O gerente de engenharia da Phinia considera que o governo, agora, precisará dispor de mecanismos para azeitar ambiente para as empresas trabalharem, em primeiro lugar, com a produção do hidrogênio: “Poderia reduzir pela metade ou na totalidade o imposto de importação de uma máquina, de um eletrolisador, que vai dissociar o hidrogênio da água, vindo da Suíça, até que seja fabricada uma dessas daqui a um tempo. Ou, então, metade das horas dos engenheiros que trabalham no avanço do tema poderia ser financiada com verba pública”.
Se por um lado o Brasil tem a vantagem natural de gerar eletricidade a partir de fontes renováveis por meio do vento ou do sol, o que favorece a eletrólise para a produção do hidrogênio verde, por outro essa atividade deverá se concentrar no Nordeste, ao passo que boa parte do consumo estará no Sudeste. A solução, de acordo com Passos, será transformar o hidrogênio em amônia e, assim, transportá-lo sem riscos. Mas, ao chegar ao destino, terá de ser dissociado mais uma vez, o que implica custos e requer incentivos.
Sobre se há alguma perspectiva de a Phinia trazer essa iniciativa ao Brasil o executivo disse que o ponto de partida é simples: o País abraçará a causa do veículo a hidrogênio, ainda que comece pela questão do reformador de etanol?
“Enquanto isso participamos de eventos para divulgar nossa tecnologia. E trabalhamos em colaboração com unidades com as quais empresa opera e em que o uso do hidrogênio está começando a ser disseminado.”

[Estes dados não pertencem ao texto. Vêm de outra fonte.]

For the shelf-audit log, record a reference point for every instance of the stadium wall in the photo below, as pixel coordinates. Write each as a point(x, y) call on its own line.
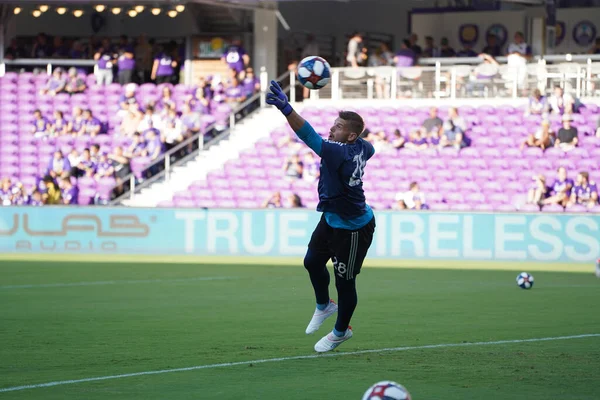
point(400, 235)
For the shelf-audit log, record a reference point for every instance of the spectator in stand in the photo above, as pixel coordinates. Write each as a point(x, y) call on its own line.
point(542, 138)
point(153, 146)
point(59, 124)
point(91, 125)
point(14, 50)
point(137, 147)
point(293, 167)
point(445, 49)
point(453, 130)
point(59, 166)
point(143, 58)
point(126, 61)
point(36, 199)
point(75, 84)
point(354, 49)
point(56, 84)
point(163, 68)
point(274, 201)
point(59, 48)
point(492, 48)
point(467, 51)
point(41, 125)
point(104, 57)
point(41, 48)
point(585, 192)
point(119, 162)
point(250, 83)
point(75, 125)
point(235, 92)
point(414, 199)
point(295, 201)
point(104, 169)
point(85, 166)
point(539, 192)
point(172, 133)
point(405, 57)
point(398, 141)
point(235, 57)
point(52, 193)
point(561, 102)
point(434, 122)
point(430, 49)
point(69, 192)
point(191, 121)
point(413, 40)
point(417, 140)
point(538, 104)
point(312, 169)
point(6, 192)
point(567, 138)
point(560, 191)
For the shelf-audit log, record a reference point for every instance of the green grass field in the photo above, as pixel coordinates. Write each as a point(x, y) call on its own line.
point(62, 321)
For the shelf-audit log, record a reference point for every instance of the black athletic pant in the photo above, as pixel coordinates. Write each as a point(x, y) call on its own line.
point(347, 250)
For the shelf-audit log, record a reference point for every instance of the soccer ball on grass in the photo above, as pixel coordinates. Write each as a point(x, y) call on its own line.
point(314, 72)
point(525, 281)
point(387, 390)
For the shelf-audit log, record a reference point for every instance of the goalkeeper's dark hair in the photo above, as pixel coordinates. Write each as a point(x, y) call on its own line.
point(357, 125)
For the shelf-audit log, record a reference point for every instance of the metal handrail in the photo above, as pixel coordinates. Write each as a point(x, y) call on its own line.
point(165, 157)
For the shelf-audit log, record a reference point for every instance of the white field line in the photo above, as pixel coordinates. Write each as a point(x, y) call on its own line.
point(123, 282)
point(281, 359)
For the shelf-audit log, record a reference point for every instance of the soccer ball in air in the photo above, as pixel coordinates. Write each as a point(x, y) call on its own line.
point(314, 72)
point(386, 390)
point(525, 281)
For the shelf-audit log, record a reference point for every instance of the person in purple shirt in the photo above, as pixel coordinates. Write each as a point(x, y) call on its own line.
point(250, 83)
point(405, 57)
point(560, 191)
point(41, 126)
point(75, 126)
point(585, 192)
point(235, 56)
point(126, 61)
point(105, 168)
point(104, 57)
point(137, 147)
point(68, 191)
point(35, 200)
point(75, 84)
point(235, 92)
point(163, 68)
point(56, 84)
point(153, 146)
point(59, 124)
point(59, 165)
point(91, 124)
point(86, 166)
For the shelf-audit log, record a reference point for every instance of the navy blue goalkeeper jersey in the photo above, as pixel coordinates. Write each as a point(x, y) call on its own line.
point(341, 195)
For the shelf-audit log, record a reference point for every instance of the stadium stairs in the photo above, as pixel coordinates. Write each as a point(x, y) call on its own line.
point(244, 136)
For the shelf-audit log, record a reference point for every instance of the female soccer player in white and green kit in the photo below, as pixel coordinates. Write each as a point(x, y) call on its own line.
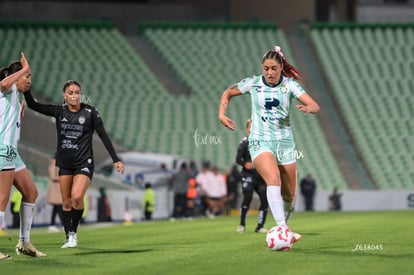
point(271, 141)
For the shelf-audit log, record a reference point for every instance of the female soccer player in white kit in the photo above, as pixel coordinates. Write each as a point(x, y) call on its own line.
point(16, 77)
point(271, 141)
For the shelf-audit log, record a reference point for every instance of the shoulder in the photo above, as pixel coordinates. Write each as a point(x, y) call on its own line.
point(246, 83)
point(292, 86)
point(244, 141)
point(90, 109)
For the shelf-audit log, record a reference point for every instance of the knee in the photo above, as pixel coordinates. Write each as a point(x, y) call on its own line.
point(288, 197)
point(77, 202)
point(30, 196)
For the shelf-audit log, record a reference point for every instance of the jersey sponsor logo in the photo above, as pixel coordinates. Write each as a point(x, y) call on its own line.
point(258, 89)
point(271, 102)
point(85, 169)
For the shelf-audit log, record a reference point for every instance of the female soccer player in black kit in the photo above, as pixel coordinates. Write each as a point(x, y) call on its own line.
point(75, 124)
point(251, 181)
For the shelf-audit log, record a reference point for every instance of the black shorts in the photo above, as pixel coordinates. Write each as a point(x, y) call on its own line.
point(86, 170)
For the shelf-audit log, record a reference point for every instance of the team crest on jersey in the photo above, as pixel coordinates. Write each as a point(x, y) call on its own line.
point(283, 89)
point(82, 119)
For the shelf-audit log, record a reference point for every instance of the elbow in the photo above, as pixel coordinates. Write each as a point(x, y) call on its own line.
point(317, 109)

Como a Europa e os Estados Unidos estão focados apenas na descarbonização e na substituição de combustíveis de origem fóssil por outro menos poluente, de acordo com o executivo ainda não foi aventada a possibilidade de que esses veículos rodem com mais de um combustível, por exemplo, com o hidrogênio como segunda opção, ao lado do etanol, ou terceira, se considerarmos a gasolina. Passos entende que mais adiante, quando a tecnologia começar a se espalhar pelo mundo e ganhar as ruas no Brasil, é possível que haja esse tipo de desenvolvimento no País.